Arthroscopic partial wrist fusions


Introduction

The most common indications for a partial wrist fusion include scapholunate advanced collapse (SLAC) and scaphoid nonunion advanced collapse (SNAC) patterns. Other conditions include Kienböck disease, radiocarpal joint arthrosis secondary to a malunited distal radius fracture (DRF), and scaphotrapeziotrapezoidal (STT) osteoarthritis (OA). The pathophysiology of these conditions has been discussed in previous chapters. A variety of partial wrist fusions can be performed depending on the specific pathology and the joints that are involved. Chronic painful carpal instabilities with or without secondary degenerative changes are additional indications, including palmar midcarpal instability (PMCI) and ulnar translocation. There is a steep learning curve for performing these types of procedures arthroscopically with operative times of up to 4 hours. This is partly due to the lack of dedicated arthroscopic instrumentation needed for carpal bone resection. Miniarthrotomy incisions can help reduce the tourniquet time significantly by allowing the use of rongeurs for removal of carpal bone remnants. Fixation is typically performed using percutaneous headless screws and/or K-wires, which requires postoperative cast immobilization in many cases. Contraindications include conditions that preclude reduction of carpal malalignment such as severe arthrofibrosis, joint contractures, longstanding carpal collapse deformities, and sepsis.

Instrumentation and methodology

Every type of fusion has common features that require a similar setup.

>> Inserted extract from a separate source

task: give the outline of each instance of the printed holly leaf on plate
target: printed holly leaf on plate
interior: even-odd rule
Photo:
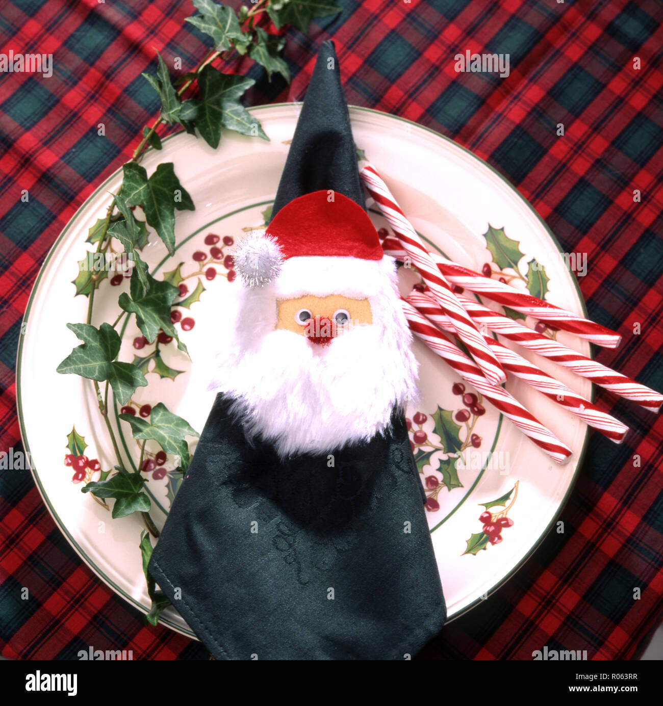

A 2.7-mm 30-degree angled arthroscope with a camera attachment, traction tower, arthroscopic burrs ranging from 3.0 mm to 3.5 mm, a 4-mm shoulder abrader, 2.0-mm and 2.5-mm full-radius resectors, and a variety of arthroscopic forceps, small curettes, and straight and angled rongeurs. A diathermy probe may also be of use for debridement. A K-wire driver and 3.0-mm and 3.5-mm headless cannulated screws are requisite. Bone graft substitutes including cancellous allograft and demineralized bone matrix should be available. A minifluoroscopy unit or C-arm is integral to the procedure.

The patient is positioned supine on the operating table with the arm abducted 90 degrees on an arm table and suspended in a traction tower with 10 to 15 pounds of traction. Either general anesthesia and/or a regional block are used due to the long operative times. A tourniquet is placed on the upper arm and inflated to 250 mm Hg. It is useful to start the procedure under portal site local anesthesia as described by Ong et al., using 0.25% bupivacaine hydrochloride injection and 1:200,000 units of epinephrine to conserve the tourniquet time. The procedure can be alternated between saline irrigation using a pressure bag or pump, and dry arthroscopy as described by Del Pinal et al. Rather than using an outflow portal, it is my preference to use intermittent fluid irrigation through the arthroscope while using the full-radius resector and/or arthroscopic burr for intermittent suction. Debridement is simpler and faster without fluid irrigation to prevent the synovial fronds and fibrous tissue from floating in front of the arthroscope and obstructing the view. Similarly, any residual articular cartilage can be removed with intermittent irrigation. Fluid irrigation is often needed during the bony resection to keep down the joint temperature and to clear the debris.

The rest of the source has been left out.